Em seguida, Marilene entregou alguns documentos com cópias das plantas que embasam sua defesa. Ele afirma que houve sim abertura de via (Avenida Aprígio Bezerra da Silva) e afirma que a Prefeitura mente ao dizer que não tem área verde.

“A Prefeitura de Taboão da Serra mente e persegue politicamente quando fala que a cooperativa não deixa área verde. Ele tem todas as plantas. Ela omitiu ao Judiciário e vamos provar na litigância de má fé. E mente para imprensa e engana a Câmara Municipal quando não fala de 2004 ou diz que áreas verdes não existem. Todos aprovados pelo Graprohab (Grupo de Análise e Aprovação de Projetos Habitacionais do Estado de São Paulo)”, diz Marilene.

AVENIDA VIDA NOVA: DOAÇÃO OU DESAPROPRIAÇÃO?

O que caracteriza loteamento são aberturas novas ruas. E é neste ponto que a Avenida Vida Nova está no centro da discussão. Oficialmente, ela foi desapropriada pela Prefeitura Municipal em 2008 através de um decreto ao custo de R$ 0,01 por metro quadrado. Porém, na Justiça, a atual administração pede a anulação deste decreto por entender que houve fraude. Afinal, no projeto original sempre constou à abertura desta via.

Avenida Vida Nova é o ponto crucial na discussão que investiga se houve desdobro ou loteamento pela Cooperativa Vida Nova

Avenida Vida Nova é o ponto crucial na discussão que investiga se houve desdobro ou loteamento pela Cooperativa Vida Nova

Apesar de Aprígio negar que havia interesse em tirar o caráter de rua particular, a diretora Marilene diz que os associados decidiram em assembleia que a via seria passada a Prefeitura, mas por questões técnicas, houve um acordo para desapropriação.

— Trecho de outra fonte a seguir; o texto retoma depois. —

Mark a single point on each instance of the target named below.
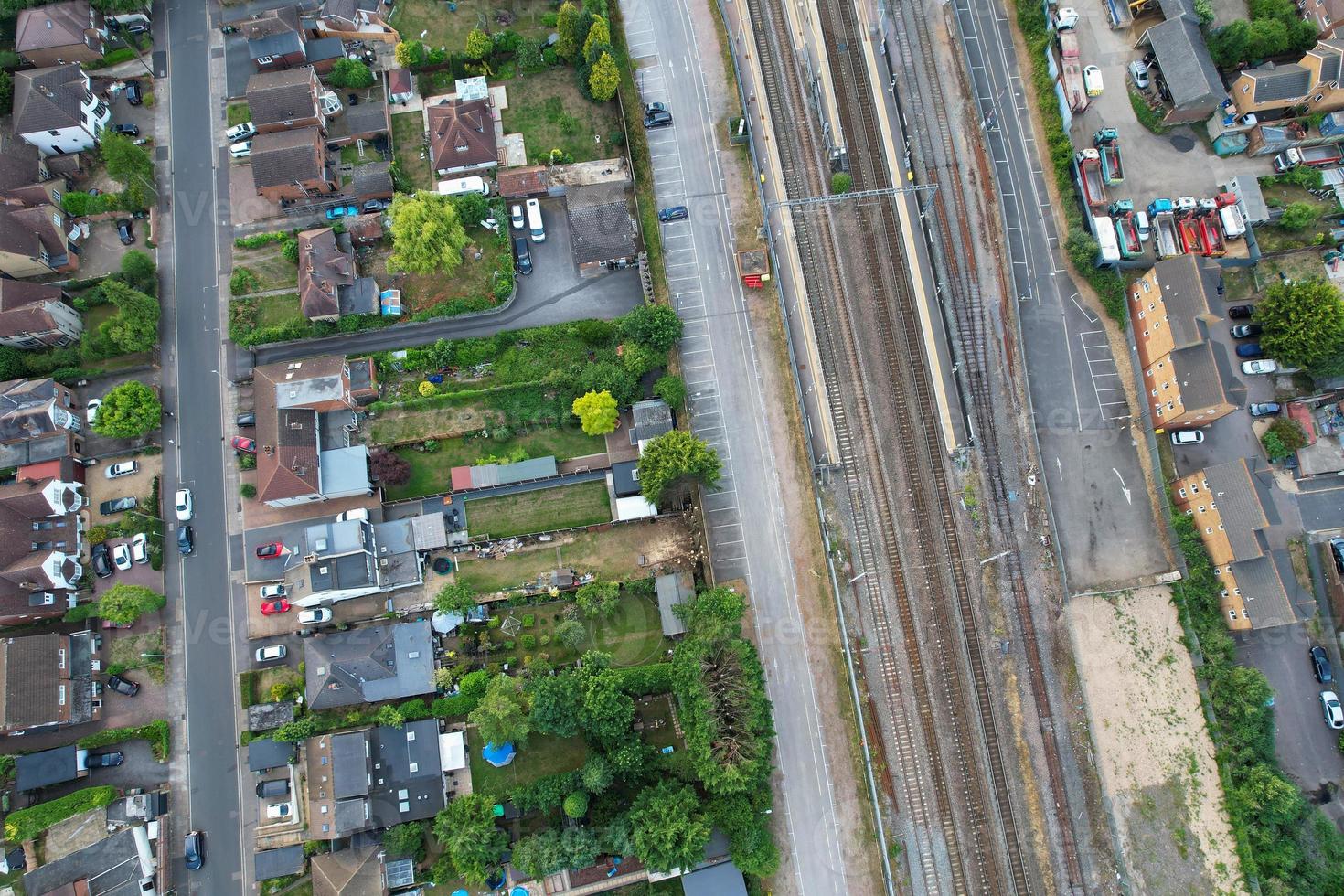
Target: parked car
(185, 506)
(273, 652)
(194, 850)
(240, 132)
(103, 759)
(101, 560)
(123, 686)
(117, 506)
(315, 617)
(1332, 709)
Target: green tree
(595, 411)
(351, 74)
(668, 827)
(598, 600)
(128, 411)
(456, 597)
(1303, 321)
(426, 234)
(123, 603)
(472, 842)
(502, 713)
(603, 78)
(672, 463)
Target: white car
(273, 652)
(185, 507)
(1332, 709)
(315, 617)
(117, 470)
(1261, 366)
(280, 810)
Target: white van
(464, 186)
(534, 220)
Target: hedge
(26, 824)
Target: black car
(103, 759)
(101, 561)
(1321, 666)
(117, 506)
(123, 686)
(194, 850)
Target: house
(1230, 520)
(37, 316)
(1186, 68)
(281, 101)
(120, 864)
(601, 228)
(293, 165)
(400, 86)
(328, 283)
(57, 112)
(48, 680)
(369, 666)
(372, 778)
(461, 136)
(59, 32)
(304, 452)
(1171, 315)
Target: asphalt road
(192, 387)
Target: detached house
(59, 32)
(57, 112)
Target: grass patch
(408, 146)
(543, 755)
(542, 511)
(549, 112)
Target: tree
(426, 234)
(654, 325)
(598, 600)
(668, 827)
(595, 411)
(123, 603)
(1303, 321)
(128, 411)
(672, 463)
(502, 716)
(456, 597)
(388, 466)
(575, 805)
(471, 840)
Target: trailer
(1108, 144)
(1087, 169)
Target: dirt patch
(1153, 750)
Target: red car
(271, 549)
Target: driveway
(1307, 749)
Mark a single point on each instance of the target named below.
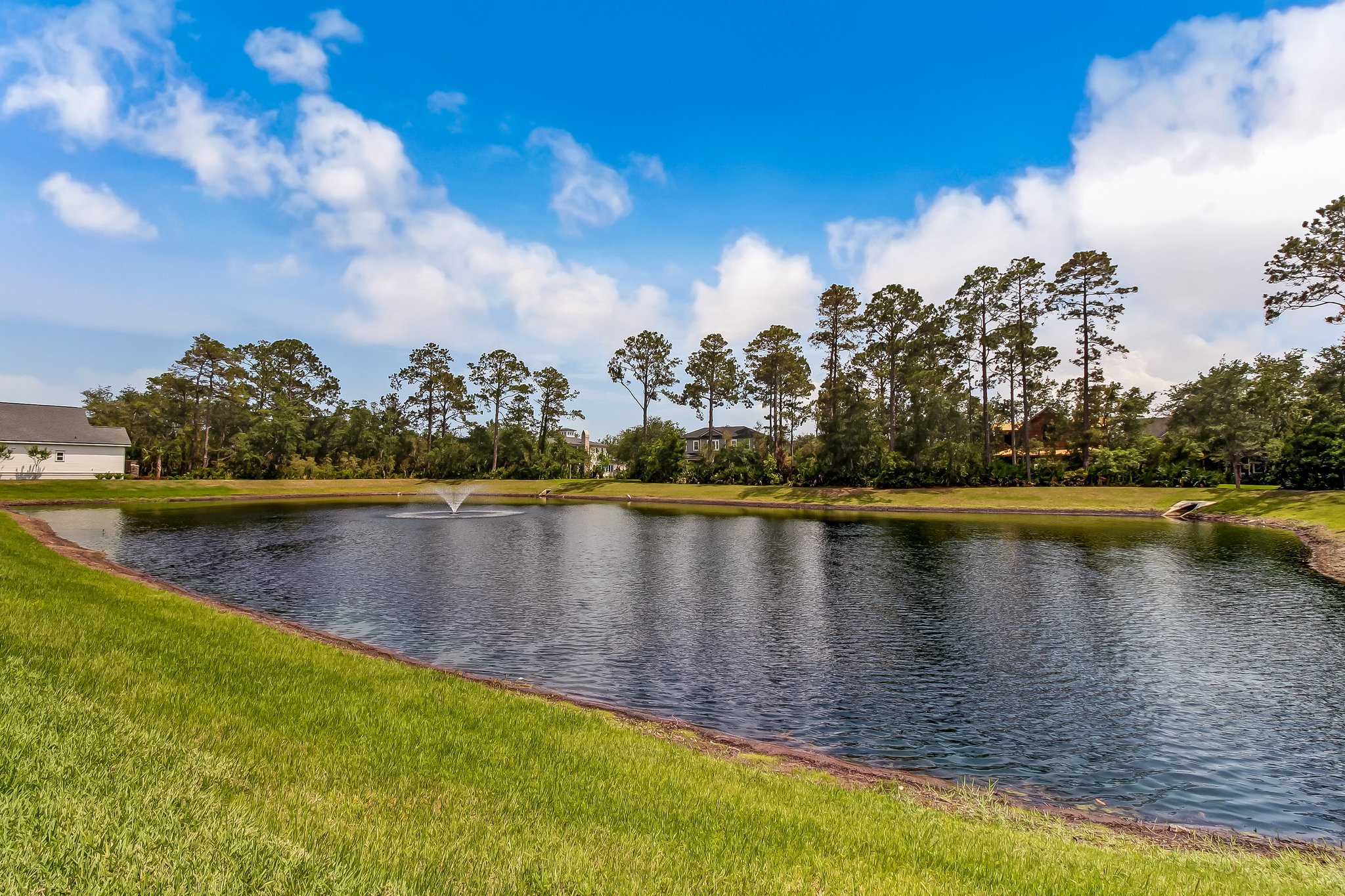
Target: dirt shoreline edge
(1327, 550)
(930, 790)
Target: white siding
(81, 463)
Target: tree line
(910, 393)
(273, 410)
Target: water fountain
(454, 496)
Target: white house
(77, 449)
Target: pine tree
(981, 309)
(713, 378)
(1313, 265)
(889, 322)
(780, 379)
(838, 322)
(1028, 363)
(499, 378)
(646, 360)
(1083, 292)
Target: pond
(1184, 672)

“A doação da rua foi um desejo dos associados. Foi aprovado na assembleia e nós entramos com um processo de doação junto a Prefeitura de Taboão da Serra. Só que nenhuma doação em Taboão vai para frente. […] Então, os técnicos [da Prefeitura] se reuniram e entenderam que o termo correto e legal era desapropriação. Só que nós tínhamos uma autorização da assembleia que pedia a doação. Então, aconteceu uma desapropriação amigável a preço simbólico de R$ 69. Não onerou ninguém”, revela Marilene.

PERSEGUIÇÃO POLÍTICA

Para os diretores da cooperativa, todo esse processo é causado por questões políticas. Como é de conhecimento de todos, Aprígio, vereador por dois mandatos e candidato a prefeito derrotado nas eleições de 2012, onde foi derrotado pelo atual prefeito Fernando Fernandes, deve, novamente disputar as eleições de outubro.

“Sou pré-candidato e vou até o final”, garante Aprígio, que acusa de estarem fazendo “mais uma vez um processo político”. Logo após a coletiva, os advogados de Aprígio foram até a Câmara Municipal anunciar que ele não iria comparecer àquela oitiva.

A foto ficou péssima, mas esse foi o registro cumprimento entre os desafetos Aprígio e Fernando no início do mês.

O último registro público de cordialidade entre Aprígio e Fernando durante evento na Câmara de Taboão em dezembro de 2014.